Vor allem aber braucht Sadat den Westen, um Ägypten vor einer Wirtschaftskatastrophe zu bewahren: Auslandsschulden von rund 30 Milliarden Mark, ein Budget-Defizit von 15 Milliarden allein in diesem Jahr, 20 Prozent Inflation bei Durchschnittslöhnen von etwa hundert Mark im Monat.
Der Westen aber wäre nicht willens, so offenbar das Kalkül der Ägypter, einem Land beizustehen, das Moskau durch einen Freundschaftsvertrag verbunden ist. Dies soll Sadat bei seinem letzten USA-Besuch bedeutet worden sein.
Tatsächlich hat US-Präsident Ford unmittelbar vor Sadats Anti-Moskau-Rede eine 600 Millionen-Dollar-Hilfe zugesagt -- als existenznotwendige Soforthilfe nicht genug für ein Land am Rande des Bankrotts. Selbst die Ölscheichs sind sparsamer geworden. Sadat konnte bei seiner jüngsten Golf-Tour nur 450 Millionen Dollar locker machen.
So sollen die Deutschen helfen, für die Sadat seit je freundschaftliche Gefühle hegte und im Weltkrieg II Verbindungen zur Abwehr unterhielt.
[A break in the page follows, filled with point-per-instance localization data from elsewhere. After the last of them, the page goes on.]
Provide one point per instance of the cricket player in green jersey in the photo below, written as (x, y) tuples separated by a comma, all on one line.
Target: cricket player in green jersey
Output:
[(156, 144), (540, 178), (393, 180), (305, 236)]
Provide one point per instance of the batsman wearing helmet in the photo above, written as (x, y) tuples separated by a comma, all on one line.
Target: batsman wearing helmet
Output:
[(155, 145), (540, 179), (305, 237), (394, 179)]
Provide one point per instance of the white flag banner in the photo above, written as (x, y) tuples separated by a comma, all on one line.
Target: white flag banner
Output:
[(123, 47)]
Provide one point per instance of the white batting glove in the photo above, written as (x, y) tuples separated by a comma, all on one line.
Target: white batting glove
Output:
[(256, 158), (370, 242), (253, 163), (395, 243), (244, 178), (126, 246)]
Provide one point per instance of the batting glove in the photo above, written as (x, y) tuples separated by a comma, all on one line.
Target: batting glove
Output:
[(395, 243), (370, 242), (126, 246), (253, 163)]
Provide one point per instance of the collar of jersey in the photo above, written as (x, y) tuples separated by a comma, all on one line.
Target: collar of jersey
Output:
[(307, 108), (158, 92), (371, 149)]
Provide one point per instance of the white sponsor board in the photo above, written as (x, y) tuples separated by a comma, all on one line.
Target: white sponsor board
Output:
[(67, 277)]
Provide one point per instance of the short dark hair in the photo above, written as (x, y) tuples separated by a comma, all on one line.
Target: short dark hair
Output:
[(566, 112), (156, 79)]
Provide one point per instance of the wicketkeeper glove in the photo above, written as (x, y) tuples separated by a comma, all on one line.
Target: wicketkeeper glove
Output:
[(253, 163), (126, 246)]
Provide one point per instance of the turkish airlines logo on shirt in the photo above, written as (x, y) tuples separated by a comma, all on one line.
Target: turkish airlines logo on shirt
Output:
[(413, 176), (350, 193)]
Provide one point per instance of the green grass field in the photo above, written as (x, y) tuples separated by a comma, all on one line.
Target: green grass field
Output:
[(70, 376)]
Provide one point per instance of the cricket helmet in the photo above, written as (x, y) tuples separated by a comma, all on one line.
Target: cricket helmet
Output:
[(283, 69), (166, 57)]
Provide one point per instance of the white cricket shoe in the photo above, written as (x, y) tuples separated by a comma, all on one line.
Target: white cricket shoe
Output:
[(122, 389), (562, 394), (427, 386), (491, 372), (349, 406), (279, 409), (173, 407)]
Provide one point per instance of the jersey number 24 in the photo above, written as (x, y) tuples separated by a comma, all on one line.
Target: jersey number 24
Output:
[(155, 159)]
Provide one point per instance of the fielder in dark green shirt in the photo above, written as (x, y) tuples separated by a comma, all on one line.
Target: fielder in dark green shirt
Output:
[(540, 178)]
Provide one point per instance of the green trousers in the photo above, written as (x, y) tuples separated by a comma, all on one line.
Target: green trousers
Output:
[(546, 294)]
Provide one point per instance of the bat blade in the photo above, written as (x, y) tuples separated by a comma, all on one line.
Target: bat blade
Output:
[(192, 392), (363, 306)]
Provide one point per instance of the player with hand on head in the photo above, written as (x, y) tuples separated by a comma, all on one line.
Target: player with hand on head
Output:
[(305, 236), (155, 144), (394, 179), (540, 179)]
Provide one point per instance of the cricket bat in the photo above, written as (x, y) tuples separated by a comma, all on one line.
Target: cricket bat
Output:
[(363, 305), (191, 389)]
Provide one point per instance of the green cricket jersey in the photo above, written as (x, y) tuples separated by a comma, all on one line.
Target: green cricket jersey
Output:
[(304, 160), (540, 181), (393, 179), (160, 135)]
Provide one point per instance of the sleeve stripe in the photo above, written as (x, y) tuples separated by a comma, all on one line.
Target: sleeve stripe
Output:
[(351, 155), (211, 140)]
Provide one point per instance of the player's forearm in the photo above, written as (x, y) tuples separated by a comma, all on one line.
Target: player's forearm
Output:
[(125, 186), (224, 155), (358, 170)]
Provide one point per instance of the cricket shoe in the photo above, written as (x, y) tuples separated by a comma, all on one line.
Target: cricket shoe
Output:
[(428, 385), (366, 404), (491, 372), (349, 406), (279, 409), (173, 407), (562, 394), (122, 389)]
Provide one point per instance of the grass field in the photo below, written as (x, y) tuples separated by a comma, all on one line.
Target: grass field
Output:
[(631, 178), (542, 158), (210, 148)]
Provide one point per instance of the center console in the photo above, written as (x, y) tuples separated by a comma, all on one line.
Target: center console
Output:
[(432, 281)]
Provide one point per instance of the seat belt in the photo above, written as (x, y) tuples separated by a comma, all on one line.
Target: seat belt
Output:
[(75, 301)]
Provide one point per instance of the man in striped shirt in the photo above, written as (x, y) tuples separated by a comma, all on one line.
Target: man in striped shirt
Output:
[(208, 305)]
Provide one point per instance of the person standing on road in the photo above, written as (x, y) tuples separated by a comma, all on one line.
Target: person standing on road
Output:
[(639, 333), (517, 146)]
Doch auch die Deutschen haben keine überflüssigen Milliarden mehr in der Kasse. Kritiker wie Heikal werfen dem Präsidenten vor, er habe mit den Russen gebrochen, bevor er etwas Handfestes dafür eingehandelt hatte. Die USA, so Heikal, wollten Ägypten nur isolieren, um Israel zu unterstützen. Moskaus Tass wertete den Bruch als »neue Erscheinung der unfreundlichen Politik« Sadats gegenüber der Sowjet-Union.
Ungeteilten Beifall erhielt Ägyptens Präsident nur aus Peking: »Bankrott des sowjetischen Hegemonie-Strebens in Ägypten«, jubelte die Nachrichtenagentur »Hsinhua«. Ägyptens Parlament will nun sogar einen ägyptischchinesischen Freundschafts-Ausschuß gründen.